Is Rule 10b-5 The "Mother Of All Litotes"?

Yesterday's post addressed the use of litotes in California's broker-dealer suitability rule.  Litotes can be an effective rhetorical device, but as Judge Frank H. Easterbrook observed, it is also ambiguous.  Associated Randall Bank v. Griffin, Kubik, Stephens & Thompson, Inc. 3 F.3d 208 (7th Cir. 1993) ("'Not unlike' can mean almost anything; although the listener may cancel the negatives to obtain 'like,' the author may want to convey some difference between 'like' and 'not unlike.'").

For securities lawyers, the most notorious use of litotes can be found in Rule 10b-5(b) which declares it unlawful for any person to "make any untrue statement of a material fact or to omit to state a material fact necessary in order to make the statements made, in the light of the circumstances under which they were made, not misleading" in connection with the purchase or sale of any security.  Similar language can be found in Section 11 of the Securities Act of 1933 and Sections 25401 and 25504.2 of the California Corporations Code.

Having read and heard Rule 10b-5 so many times, it is hard to imagine a formulation of the rule without the use of "not misleading".  If litotes is eschewed, the rule might read "omit to state a material fact necessary in order to make the statements made, in light of the circumstances under which they are made, true".  This, of course, begs the question of whether "true" is the equivalent of "not misleading".  It seems to me that they may not be.  After all, would someone rather be described as pretty or not ugly?
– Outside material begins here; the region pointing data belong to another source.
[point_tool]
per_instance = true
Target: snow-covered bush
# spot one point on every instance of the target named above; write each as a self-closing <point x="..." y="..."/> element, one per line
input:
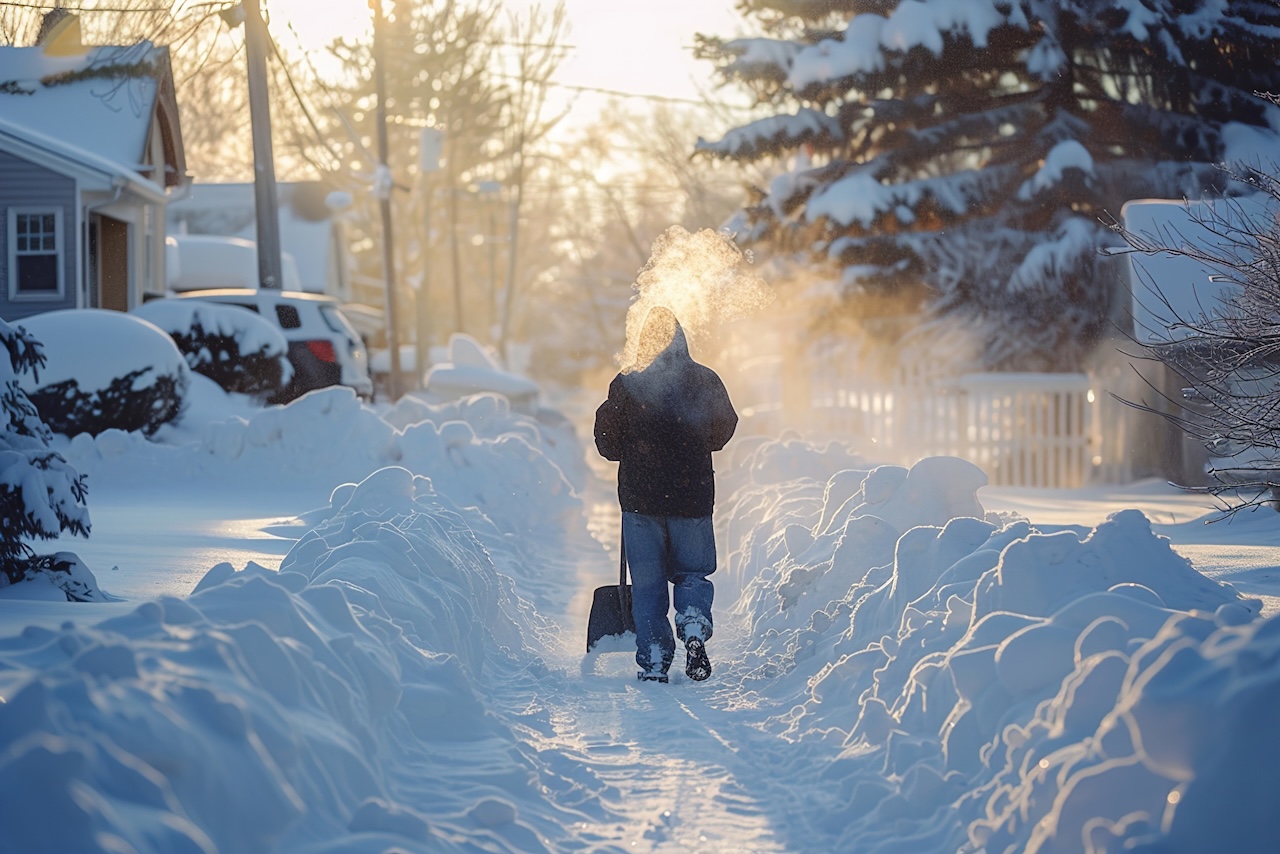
<point x="229" y="345"/>
<point x="105" y="370"/>
<point x="41" y="496"/>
The California legislature also appears to believe that "true" is not the exact equivalent of "not misleading".  Corporations Code Section 25164 provides: "Neither (1) the fact that an application for qualification under this law has been filed nor (2) the fact that such qualification has become effective constitutes a finding by the commissioner that any document filed under this law is true, complete, or not misleading."